Terry Francona may have revealed the Reds’ offseason reality check

Tito is powerless at the moment.
New York Mets v Cincinnati Reds
New York Mets v Cincinnati Reds | Jason Mowry/GettyImages

The Cincinnati Reds’ 2025 season has been built on grit, speed, and situational hitting. What it hasn’t been built on is power. The numbers don’t lie, Cincinnati ranks just 23rd in Major League Baseball in home runs, a far cry from the days when Great American Ball Park was one of the league’s most feared launching pads.

At this stage of the season, that lack of slug has become part of the Reds’ identity. They doubled down on it at the trade deadline too, when instead of chasing a middle-of-the-order bat, they acquired glove-first third baseman Ke’Bryan Hayes. That decision sent a pretty clear message: the Reds weren’t going to patch their power problem in 2025.

But as manager Terry Francona hinted this week, that doesn’t mean the conversation is going away. In fact, it might define the Reds’ offseason, as he told Charlie Goldsmith of FOX19.

Terry Francona’s comments underline Reds’ biggest weakness heading into winter

“I wish it had a bigger role,” Francona said about the team’s home run production. “We are who we are. You can complain about it, or you can try to win. Our goal during the season is to win and make it reach, even if sometimes it doesn’t look like it might reach. That’s what competing is. But when the season is over, then you can look up and say maybe ‘here, here and here.’ But not now.”

That’s as close as Francona will come to acknowledging the obvious. The Reds can’t keep trying to manufacture runs forever. They’ve survived 2025 with hustle and timely hitting, but the offseason will force the front office to take a hard look at how sustainable this model really is.

Catcher Tyler Stephenson, meanwhile, defended the current approach.

“Home runs happen,” Stephenson said. “I don’t feel like we have a group of guys who are going up there with an all-or-nothing approach. We’ve got guys who can for sure hit home runs. We’ve got guys who put together good at-bats, we’ve got guys who can steal. We’ve been able to manufacture runs. (Situational hitting) is something we take a lot of pride in. You look at some games that we’ve lost and won that have been because of situational hitting. There’s a lot of value in that.”
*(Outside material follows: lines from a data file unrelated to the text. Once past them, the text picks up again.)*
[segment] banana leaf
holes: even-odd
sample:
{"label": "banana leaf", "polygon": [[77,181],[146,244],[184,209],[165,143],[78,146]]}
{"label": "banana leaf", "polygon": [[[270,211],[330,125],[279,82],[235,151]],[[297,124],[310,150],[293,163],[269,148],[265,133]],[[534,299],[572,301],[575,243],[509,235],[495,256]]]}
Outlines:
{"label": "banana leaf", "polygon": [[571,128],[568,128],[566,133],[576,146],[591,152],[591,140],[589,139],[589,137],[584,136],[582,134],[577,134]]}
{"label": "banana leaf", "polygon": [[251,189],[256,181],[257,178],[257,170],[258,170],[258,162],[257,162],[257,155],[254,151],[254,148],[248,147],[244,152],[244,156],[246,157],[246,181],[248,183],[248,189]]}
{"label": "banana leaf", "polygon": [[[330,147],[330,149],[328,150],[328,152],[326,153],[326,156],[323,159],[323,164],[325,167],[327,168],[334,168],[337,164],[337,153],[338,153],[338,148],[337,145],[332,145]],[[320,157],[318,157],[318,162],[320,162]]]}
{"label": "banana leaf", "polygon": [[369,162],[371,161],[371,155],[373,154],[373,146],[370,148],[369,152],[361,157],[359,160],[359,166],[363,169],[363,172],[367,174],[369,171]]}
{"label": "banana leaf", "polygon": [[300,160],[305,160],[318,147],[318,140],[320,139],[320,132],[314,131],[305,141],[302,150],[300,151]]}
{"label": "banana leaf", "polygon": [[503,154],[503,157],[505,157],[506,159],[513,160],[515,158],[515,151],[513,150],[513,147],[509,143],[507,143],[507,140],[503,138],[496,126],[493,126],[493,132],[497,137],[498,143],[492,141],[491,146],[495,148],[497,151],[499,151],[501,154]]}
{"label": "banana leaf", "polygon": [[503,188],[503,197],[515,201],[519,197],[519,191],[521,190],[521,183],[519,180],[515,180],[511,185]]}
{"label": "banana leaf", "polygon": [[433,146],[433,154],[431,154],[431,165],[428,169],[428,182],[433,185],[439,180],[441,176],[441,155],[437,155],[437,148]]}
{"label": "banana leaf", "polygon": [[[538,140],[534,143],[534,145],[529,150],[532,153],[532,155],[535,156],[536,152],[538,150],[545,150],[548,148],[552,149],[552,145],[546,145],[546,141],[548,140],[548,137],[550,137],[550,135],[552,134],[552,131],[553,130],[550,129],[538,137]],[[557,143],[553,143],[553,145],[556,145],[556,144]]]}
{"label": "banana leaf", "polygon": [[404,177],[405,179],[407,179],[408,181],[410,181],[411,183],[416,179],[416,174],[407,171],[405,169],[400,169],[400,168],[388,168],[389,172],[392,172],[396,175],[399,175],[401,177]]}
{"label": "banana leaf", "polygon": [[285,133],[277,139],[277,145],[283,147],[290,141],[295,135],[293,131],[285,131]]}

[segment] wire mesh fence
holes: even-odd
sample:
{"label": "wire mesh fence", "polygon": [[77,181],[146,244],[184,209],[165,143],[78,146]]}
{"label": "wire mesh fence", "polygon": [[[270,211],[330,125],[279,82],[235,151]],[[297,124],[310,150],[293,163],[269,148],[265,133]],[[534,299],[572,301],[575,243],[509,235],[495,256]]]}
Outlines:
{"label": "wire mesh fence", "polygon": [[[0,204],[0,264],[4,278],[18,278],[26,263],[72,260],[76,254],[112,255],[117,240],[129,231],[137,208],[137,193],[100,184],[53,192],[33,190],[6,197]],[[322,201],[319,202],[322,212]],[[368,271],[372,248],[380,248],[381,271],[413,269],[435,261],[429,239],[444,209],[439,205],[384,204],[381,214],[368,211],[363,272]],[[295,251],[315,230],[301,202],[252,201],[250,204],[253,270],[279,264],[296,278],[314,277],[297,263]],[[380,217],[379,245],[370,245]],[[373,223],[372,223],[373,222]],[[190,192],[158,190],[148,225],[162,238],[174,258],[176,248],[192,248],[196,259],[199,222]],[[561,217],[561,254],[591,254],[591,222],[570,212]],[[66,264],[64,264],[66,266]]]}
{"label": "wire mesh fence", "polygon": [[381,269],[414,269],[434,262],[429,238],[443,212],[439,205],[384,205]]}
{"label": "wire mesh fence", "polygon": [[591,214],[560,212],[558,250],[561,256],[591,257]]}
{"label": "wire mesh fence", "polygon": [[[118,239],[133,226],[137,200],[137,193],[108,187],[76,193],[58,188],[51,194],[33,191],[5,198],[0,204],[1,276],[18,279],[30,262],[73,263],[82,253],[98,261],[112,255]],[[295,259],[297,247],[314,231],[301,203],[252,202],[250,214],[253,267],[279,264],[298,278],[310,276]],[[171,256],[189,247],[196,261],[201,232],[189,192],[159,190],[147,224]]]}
He’s not wrong. The Reds’ offense has won plenty of games this year by stringing together singles, running the bases aggressively, and taking advantage of mistakes. But October baseball is different. When the weather cools and pitching staffs shorten, the clubs with power bats tend to survive.

Will the Reds front office answer Terry Francona's call for more power?

That’s where the “reality check” comes in. Francona and Stephenson can only play the cards they’ve been dealt this season. Once the winter arrives, Cincinnati’s front office has to decide whether this team needs another dynamic power threat.

Could the Reds swing for a big-name bat like Kyle Schwarber? On paper, sure — but in reality, it’s unlikely. Schwarber’s price tag and fit don’t line up with how Cincinnati has typically operated, making him more of a dream scenario than a realistic target.

The more realistic options? Banking on Elly De La Cruz to rediscover his home run stroke, or leaning on other up and coming bats like Rece Hinds or Will Benson to finally prove they can provide the consistent thump this lineup has been missing.

The Reds’ identity in 2025 has been about contact and chaos. But if they want to move from scrappy to scary in 2026, the conversation Francona just nudged into the open will have to be answered with a big bat.